県内で最大級の売り場面積を持つイオンモール徳島は、買い物客の流れを変え、県内流通・小売業界に厳しい競争をもたらした。人口減少、根強い消費者の節約志向といった逆風も吹く中、この1年をどう受け止め、顧客獲得に向けて今後どのような戦略を練っていくのか。県内流通各社を取材した。
 

県内最大級の900席を有するフードコート=徳島市南末広町のイオンモール徳島


来館者750万人 巨大店客の流れ変え

 来館者数は750万人に上り、売り上げもおおむね予想通りだった―。27日にグランドオープンから1年を迎える徳島市南末広町の大型ショッピングセンター・イオンモール徳島。楢原琢馬ゼネラルマネージャー(GM)は、好調な集客をアピールした。

 開業前に見込んでいた年間来館者は700万人。県都初のシネマコンプレックス(複合型映画館)が人気を集めたほか、中核店舗の総合スーパー・イオンスタイル徳島などの大型テナントや、3~5階に約30店を集めた飲食ゾーンが強みを発揮し、目標を上回ったという。

 楢原GMによると、メインターゲットとしている30、40代の家族連れを中心に、若者からシニアまで幅広い年代層が訪れている。イオンスタイル徳島では、1階の食品フロアが終日にぎわう。漁獲された魚を船一隻分買い付ける「一船買い」の鮮魚コーナーや産直市などの生鮮食品に加え、量り売りの総菜などの利用も多い。

 楢原GMは「都市部でスーパーや映画館などの大型テナントがそろっているのが、集客につながっている」と分析する。周辺に住宅やマンションが並ぶことから、週末だけでなく普段使いの店として利用している人が多いとみられる。

 四国経済産業局がまとめた県内百貨店・スーパーの2月の販売金額(30店)は、飲食料品は40億8399万円で前年同期(28店)より9・1%増えた。既存の店舗だけをみると前年同期よりも1・7%減っており、イオン出店の影響の大きさがうかがえる。

 イオンスタイルの原田宣尚店長は「衣料品や日用雑貨なども、いい物はよく売れるということがこの1年で分かった。流行を先取りするような商品をもっと発信、提案していきたい」と手応えをつかんだ様子だった。

 ただ、モール全体を見渡せば、入居する約150の専門店は業種や店舗によって明暗が分かれる。
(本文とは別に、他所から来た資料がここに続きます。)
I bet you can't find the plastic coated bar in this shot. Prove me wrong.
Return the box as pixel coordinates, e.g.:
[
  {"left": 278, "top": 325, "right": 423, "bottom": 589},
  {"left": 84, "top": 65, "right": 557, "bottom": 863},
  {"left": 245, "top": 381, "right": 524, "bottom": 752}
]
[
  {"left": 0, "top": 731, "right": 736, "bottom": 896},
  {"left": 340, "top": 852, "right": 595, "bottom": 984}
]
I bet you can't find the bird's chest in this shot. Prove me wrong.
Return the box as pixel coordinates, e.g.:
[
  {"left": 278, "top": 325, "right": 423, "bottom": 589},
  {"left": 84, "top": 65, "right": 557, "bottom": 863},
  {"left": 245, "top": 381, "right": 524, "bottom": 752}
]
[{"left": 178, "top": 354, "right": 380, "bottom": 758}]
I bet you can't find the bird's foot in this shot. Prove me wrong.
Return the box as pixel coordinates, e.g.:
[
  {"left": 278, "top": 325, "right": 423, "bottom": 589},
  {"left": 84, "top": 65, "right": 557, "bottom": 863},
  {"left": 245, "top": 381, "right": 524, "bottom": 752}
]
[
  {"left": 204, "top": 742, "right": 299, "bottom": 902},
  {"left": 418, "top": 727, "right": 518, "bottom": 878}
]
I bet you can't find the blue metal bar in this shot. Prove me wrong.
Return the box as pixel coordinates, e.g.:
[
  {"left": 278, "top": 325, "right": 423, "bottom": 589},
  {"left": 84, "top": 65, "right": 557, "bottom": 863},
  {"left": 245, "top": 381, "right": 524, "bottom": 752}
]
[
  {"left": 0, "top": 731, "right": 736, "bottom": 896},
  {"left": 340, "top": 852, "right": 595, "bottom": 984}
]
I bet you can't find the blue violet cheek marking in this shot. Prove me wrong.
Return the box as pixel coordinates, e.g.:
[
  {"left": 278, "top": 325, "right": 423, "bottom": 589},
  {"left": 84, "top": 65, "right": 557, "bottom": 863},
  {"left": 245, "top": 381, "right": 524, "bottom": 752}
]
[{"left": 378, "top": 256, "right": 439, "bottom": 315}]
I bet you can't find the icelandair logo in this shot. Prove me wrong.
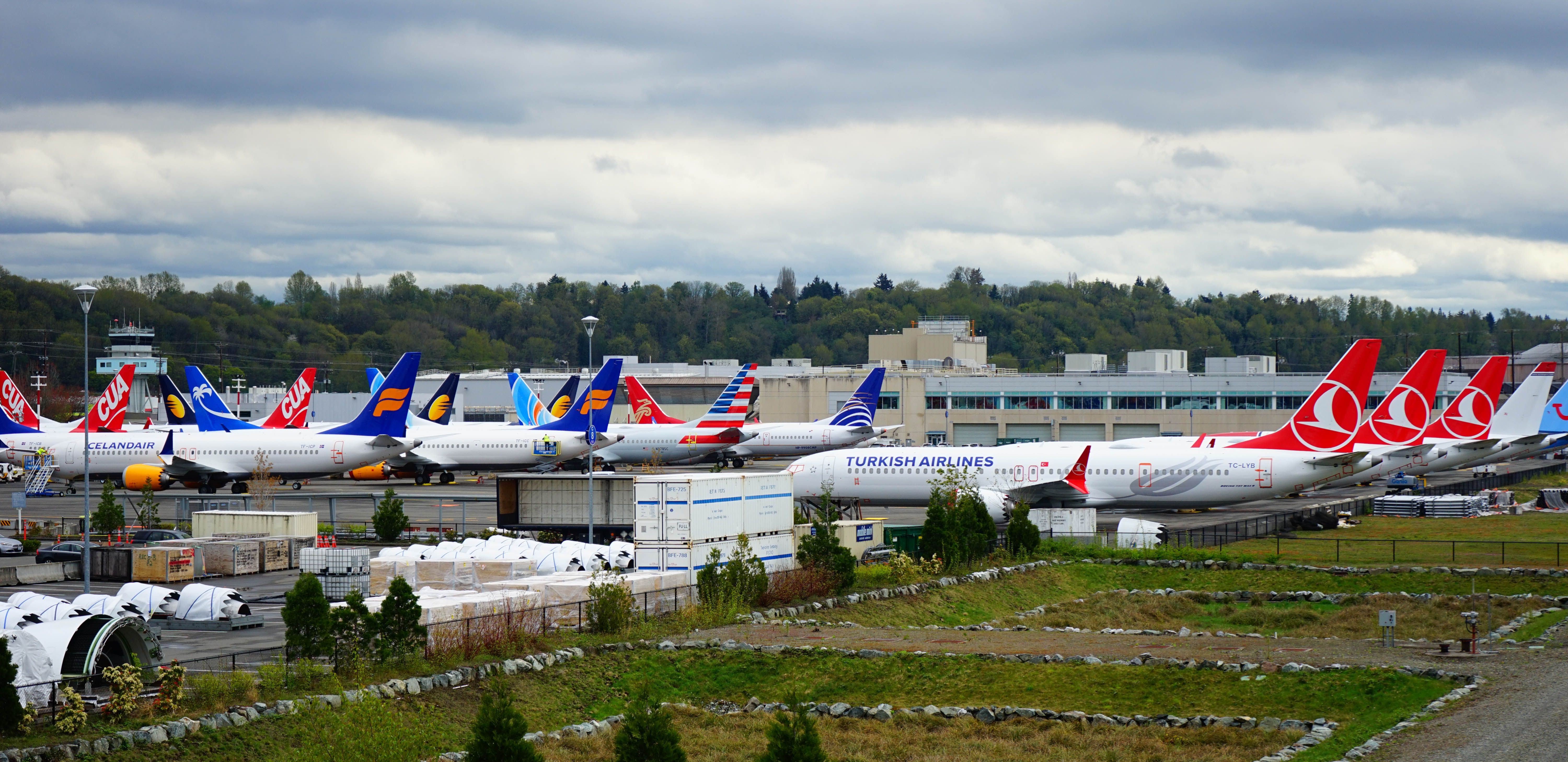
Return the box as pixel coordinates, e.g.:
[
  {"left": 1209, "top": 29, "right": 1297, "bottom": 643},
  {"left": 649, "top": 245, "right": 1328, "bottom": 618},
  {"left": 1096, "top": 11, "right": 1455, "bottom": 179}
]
[{"left": 370, "top": 389, "right": 411, "bottom": 417}]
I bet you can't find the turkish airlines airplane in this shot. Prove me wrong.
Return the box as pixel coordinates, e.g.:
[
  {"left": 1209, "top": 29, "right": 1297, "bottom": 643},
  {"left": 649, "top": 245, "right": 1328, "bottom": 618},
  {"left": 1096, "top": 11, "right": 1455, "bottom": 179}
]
[
  {"left": 0, "top": 353, "right": 420, "bottom": 494},
  {"left": 786, "top": 339, "right": 1381, "bottom": 522}
]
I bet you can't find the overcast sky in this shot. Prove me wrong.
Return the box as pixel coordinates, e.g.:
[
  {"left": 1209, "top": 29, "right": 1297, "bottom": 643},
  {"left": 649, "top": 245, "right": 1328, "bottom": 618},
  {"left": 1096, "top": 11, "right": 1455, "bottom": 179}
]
[{"left": 0, "top": 0, "right": 1568, "bottom": 314}]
固定客の獲得に苦戦している店舗も少なくない。ある専門店の従業員は「週末は大勢が訪れるが、平日もにぎわっているのはイオンの直営店と一部の店だけ」と漏らした。

 初年度は目標を上回る来館者数を確保したとはいえ、競合店も手をこまねいているわけではない。2年目はいかに販促を強化していくのか。楢原GMは「大型テナントの魅力を高めて集客力を維持するとともに、接客やサービス水準の向上に努めたい。立地を生かし若者やシニアへのアプローチも強化していく」としている。